The most distant star ever seen has been captured by the Hubble space telescope and appears to give a glimpse into the ancient universe.

Earendel is the most distant star to date, with its light travelling an estimated 12 billion years to reach the Earth. Earendel may be the only individual star from this era that we will ever see, thanks to a rare alignment.

It was so far away from the previous most distant star that we almost didn't believe it at first.

Prof Colin Norman, who was not involved in the findings, said: "This is a remarkable discovery that opens up a completely new region of discovery and enables massive stars to be directly observed when the universe was young and star formation was."

Diagram showing Earendel.

Diagram showing Earendel. Photograph: Space Telescope Science Institute/NASA, ESA, B. Welch (JHU) and D.

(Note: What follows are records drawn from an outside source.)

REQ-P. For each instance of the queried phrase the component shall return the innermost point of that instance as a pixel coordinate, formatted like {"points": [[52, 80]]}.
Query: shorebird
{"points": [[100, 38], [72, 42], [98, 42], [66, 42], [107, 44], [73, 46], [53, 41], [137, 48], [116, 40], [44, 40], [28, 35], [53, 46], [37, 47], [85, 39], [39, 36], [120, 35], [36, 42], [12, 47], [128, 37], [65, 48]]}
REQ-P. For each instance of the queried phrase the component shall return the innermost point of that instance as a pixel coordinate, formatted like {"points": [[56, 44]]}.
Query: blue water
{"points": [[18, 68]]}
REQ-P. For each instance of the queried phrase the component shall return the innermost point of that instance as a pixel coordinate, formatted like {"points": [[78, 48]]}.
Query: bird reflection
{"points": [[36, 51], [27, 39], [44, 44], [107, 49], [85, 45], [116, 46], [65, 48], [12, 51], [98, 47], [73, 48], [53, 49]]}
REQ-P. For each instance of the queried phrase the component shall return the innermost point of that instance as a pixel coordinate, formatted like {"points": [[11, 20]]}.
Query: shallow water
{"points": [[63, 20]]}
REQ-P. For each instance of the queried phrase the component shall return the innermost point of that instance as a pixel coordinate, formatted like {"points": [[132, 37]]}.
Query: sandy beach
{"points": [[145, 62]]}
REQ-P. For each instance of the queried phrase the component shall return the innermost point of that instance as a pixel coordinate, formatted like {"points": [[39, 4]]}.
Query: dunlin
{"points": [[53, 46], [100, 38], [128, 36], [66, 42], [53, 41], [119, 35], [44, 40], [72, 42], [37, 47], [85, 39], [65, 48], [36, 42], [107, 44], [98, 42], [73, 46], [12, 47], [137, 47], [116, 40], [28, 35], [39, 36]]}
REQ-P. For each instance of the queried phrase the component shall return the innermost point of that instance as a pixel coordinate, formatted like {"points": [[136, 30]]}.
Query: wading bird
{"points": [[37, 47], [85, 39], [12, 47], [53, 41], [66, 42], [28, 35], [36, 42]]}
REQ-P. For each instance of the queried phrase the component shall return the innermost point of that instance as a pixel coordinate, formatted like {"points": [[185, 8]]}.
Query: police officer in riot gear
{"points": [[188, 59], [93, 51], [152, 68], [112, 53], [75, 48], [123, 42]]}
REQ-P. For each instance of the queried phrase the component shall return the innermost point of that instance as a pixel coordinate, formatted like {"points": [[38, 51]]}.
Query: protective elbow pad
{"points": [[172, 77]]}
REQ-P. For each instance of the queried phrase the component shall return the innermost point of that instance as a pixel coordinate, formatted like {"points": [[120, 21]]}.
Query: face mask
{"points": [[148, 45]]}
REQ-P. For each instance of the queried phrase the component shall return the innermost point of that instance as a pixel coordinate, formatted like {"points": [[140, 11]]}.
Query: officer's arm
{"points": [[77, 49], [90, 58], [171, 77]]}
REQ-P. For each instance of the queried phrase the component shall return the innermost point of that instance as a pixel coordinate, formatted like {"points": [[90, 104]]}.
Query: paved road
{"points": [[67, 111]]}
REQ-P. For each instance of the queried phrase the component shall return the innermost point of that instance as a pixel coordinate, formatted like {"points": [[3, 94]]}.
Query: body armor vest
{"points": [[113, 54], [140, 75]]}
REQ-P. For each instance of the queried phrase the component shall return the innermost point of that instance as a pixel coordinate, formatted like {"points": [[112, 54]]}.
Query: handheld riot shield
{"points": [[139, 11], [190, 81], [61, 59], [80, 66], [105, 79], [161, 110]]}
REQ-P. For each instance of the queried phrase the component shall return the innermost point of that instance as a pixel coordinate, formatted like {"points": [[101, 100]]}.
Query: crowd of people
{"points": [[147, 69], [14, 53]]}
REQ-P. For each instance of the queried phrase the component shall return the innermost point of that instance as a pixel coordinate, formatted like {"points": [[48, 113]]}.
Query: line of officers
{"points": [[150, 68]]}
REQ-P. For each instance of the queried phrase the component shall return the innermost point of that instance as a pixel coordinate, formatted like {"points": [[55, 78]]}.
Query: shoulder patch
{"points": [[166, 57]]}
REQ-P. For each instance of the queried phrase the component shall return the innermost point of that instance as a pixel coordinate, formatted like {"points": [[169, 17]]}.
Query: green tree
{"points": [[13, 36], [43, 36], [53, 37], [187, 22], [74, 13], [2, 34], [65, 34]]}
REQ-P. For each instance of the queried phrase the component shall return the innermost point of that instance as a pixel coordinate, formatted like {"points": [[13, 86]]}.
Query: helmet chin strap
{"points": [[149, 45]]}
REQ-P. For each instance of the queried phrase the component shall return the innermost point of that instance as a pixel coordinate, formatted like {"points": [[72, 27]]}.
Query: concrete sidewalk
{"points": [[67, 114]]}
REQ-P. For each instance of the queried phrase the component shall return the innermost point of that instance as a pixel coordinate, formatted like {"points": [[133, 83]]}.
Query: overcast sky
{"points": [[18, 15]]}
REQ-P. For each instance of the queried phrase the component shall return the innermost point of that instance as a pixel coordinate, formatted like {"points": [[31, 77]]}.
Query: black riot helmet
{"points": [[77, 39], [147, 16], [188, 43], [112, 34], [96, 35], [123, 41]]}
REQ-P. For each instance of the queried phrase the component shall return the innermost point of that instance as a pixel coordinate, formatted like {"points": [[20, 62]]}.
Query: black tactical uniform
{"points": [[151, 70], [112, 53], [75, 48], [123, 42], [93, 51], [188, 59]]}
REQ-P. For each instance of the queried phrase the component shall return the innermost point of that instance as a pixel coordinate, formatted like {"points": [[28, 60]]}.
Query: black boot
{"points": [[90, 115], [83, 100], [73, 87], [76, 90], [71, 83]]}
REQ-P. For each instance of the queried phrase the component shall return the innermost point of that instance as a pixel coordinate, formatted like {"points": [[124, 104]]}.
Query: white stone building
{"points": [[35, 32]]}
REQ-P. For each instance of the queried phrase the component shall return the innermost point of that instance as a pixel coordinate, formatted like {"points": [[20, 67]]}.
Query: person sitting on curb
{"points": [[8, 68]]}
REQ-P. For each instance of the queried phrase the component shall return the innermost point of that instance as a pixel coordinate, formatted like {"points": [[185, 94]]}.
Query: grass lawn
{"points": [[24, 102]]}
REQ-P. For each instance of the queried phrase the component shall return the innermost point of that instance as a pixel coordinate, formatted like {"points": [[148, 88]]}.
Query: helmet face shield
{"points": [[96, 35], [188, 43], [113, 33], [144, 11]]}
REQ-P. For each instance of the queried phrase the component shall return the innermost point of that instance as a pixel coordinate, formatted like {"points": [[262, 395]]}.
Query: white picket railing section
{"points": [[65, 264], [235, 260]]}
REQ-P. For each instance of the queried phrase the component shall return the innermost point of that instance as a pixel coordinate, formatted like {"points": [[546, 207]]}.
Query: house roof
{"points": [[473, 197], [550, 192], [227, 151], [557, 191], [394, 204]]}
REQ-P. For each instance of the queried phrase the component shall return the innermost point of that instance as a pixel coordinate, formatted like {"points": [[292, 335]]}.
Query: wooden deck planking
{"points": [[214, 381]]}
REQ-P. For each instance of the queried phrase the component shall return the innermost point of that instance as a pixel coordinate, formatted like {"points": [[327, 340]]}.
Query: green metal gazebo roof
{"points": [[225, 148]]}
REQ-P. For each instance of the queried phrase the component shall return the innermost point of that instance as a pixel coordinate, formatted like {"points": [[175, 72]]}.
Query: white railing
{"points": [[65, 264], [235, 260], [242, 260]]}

Earendel is at least 50 times the mass of the Sun and millions of times as bright, placing it among the most massive stars known. A brilliant star would not normally be detected. An entire galaxy is just a smudge of light.

Astronomers were able to make the detection because of natural magnification by a huge galaxy cluster, which sits between us and Earendel. Light bends around the cluster to create a powerful magnifying glass that can see distant objects.

Earendel might be the earliest star we will ever see since the Big.

The star's distance was estimated by its color. Earendel is a deep red in the Hubble because it is red-shifted away from its original wavelength as it travels through the expanding universe.

The first cycle of observations using the James Webb Space Telescope will be prioritised based on the significance of the observations. This will allow scientists to confirm that they are looking at a distant star. An alternative possibility is that it is a brown dwarf.

Astronomers will be able to measure the star's brightness, temperature and composition with the planned observations. The ancestors of those we see in the sky today were formed before the Universe was filled with heavy elements. There are no direct evidence of an early generation of stars made of primordial hydrogen and helium.

The first supernovae that enrich the galaxies with metals and elements such as carbon and oxygen are produced by these stars.

The findings are published in a journal.